Our group eventually reached the coast where most of our Company had assembled in the brick-drying sheds of a large brick-works outside the port of Dunkirk awaiting orders to move into the port for embarkation. From this point we watched the non-stop bombing of the port and the ships in the harbour by the Luftwaffe. This became so intense that GHQ decided that evacuation through the port would have to cease. As darkness fell on our third evening we set off on a forced march along the coast road through the night, and reached the beaches at La Panne as dawn was breaking to find them to be covered with thousands of troops waiting their turn to be taken out to the armada of all kinds of vessels lying off-shore.
As Royal Engineers we were immediately given the task of utilising large vehicles to create make-shift jetties over which the wounded could be carried to small boats which transported them to the larger vessels lying off-shore. These activities continued, but within a couple of hours the enemy realised that the main evacuation had switched from the port to the beaches, and they then also switched their bombing and straffing attacks to the beaches and the shipping. I remember well the very sunny weather and extremely calm seas during those few days which enabled so many of us to escape back to England. Eventually it was our turn to leave. We had to wade out up to our necks to climb aboard a French naval pinnace, and it was whilst we were in the water that we were dive-bombed by a Stuka. He dropped his bomb close enough to send a very frightening and unpleasant shock-wave through the water which made my body feel that it was being compressed. None of our party was hurt, but the shock caused me to lose my hair during the next month. I was bald at the age of 24. The pinnace took us into deeper water to a large paddle steamer which in turn took us further out to sea where we had to jump from its deck to the deck of HMS Calcutta, a very fast anti-aircraft cruiser which had come straight from the Narvic debacle, and which then took us into Sheerness in a very short time. (HMS Calcutta was a Light cruiser of the Carlisle class. She evacuated 656 troops on the night of 27/28 May, 1940 and a further 1,200 on the night of 28/29th May – including my father.)

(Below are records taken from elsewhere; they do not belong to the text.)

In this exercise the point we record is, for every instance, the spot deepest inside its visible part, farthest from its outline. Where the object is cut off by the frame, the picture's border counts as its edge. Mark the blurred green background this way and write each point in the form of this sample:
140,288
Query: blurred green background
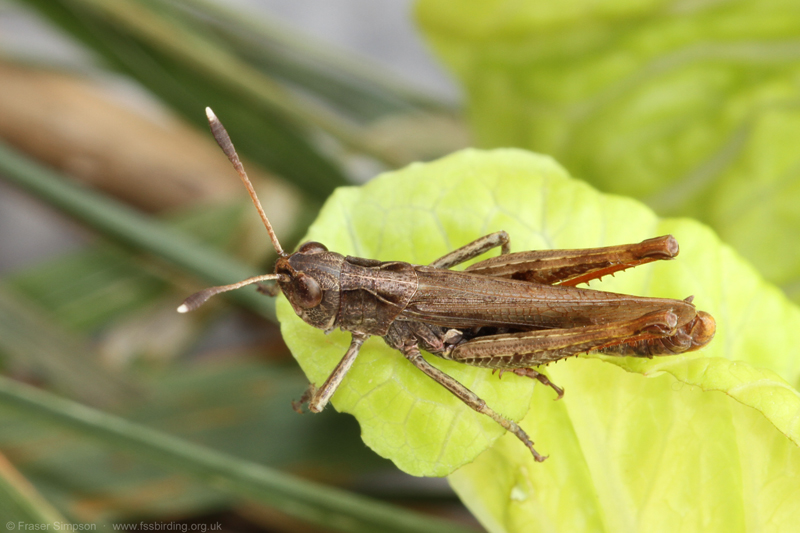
115,204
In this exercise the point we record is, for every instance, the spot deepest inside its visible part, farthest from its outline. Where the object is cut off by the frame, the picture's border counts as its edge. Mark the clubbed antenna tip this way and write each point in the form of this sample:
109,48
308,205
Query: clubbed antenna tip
224,142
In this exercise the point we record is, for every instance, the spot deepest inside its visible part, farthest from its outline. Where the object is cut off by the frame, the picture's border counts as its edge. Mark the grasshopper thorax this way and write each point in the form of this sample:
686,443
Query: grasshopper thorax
309,278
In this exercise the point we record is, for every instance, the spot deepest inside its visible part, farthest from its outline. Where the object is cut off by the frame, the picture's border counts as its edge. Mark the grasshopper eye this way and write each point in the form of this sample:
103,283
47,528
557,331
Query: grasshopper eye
312,247
307,293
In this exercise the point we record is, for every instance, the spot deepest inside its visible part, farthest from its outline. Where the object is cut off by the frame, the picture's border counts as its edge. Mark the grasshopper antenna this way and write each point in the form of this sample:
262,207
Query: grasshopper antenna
224,142
199,298
223,139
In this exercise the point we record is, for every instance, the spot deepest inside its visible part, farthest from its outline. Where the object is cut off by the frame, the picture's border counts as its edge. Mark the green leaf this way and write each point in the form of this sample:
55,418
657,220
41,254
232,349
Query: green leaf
621,445
691,107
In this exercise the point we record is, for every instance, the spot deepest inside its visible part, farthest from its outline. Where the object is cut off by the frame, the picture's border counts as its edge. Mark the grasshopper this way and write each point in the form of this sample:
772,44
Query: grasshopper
509,313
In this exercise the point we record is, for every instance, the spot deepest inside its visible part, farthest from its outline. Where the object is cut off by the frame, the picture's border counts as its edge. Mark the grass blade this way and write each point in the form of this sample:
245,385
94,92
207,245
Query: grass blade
296,497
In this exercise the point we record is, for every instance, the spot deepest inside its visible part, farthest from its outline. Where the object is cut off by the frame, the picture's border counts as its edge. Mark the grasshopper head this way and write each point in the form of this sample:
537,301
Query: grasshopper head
309,278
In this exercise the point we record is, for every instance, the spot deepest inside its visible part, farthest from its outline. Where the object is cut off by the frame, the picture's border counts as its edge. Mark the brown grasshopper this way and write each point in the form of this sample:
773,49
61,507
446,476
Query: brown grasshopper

Compared to the pandemonium we had left of the beaches only an hour or so before, the organisation of the reception and handling of the evacuated forces was extremely efficient, both by professional people and the many volunteers. We were greeted with bowls of rich Irish stew which many of us could not do justice to because owing to the lack of food for some time it was too rich and heavy for our stomachs, even though we felt hungry. Some of the men were suffering from too much stress to be interested in food and they were cared for by people trained for this type of problem. We were then entrained in special trains for unknown destinations. Our train halted at a station south of London where we were served tea and sandwiches, and each of us was provided with a pre-printed card stating that we had arrived safely in UK. We had to address it to our next-of-kin and they were then collected to be posted. I thought that this was a great piece of organisation and it certainly raised the spirits of everyone.”
Throughout his life my father never spoke about his time on the beaches at La Panne. But now having read the different articles, and reading the many letters printed in the Daily Mail, as well as watching the recent television programmes about ‘Operation Dynamo’ I can understand why.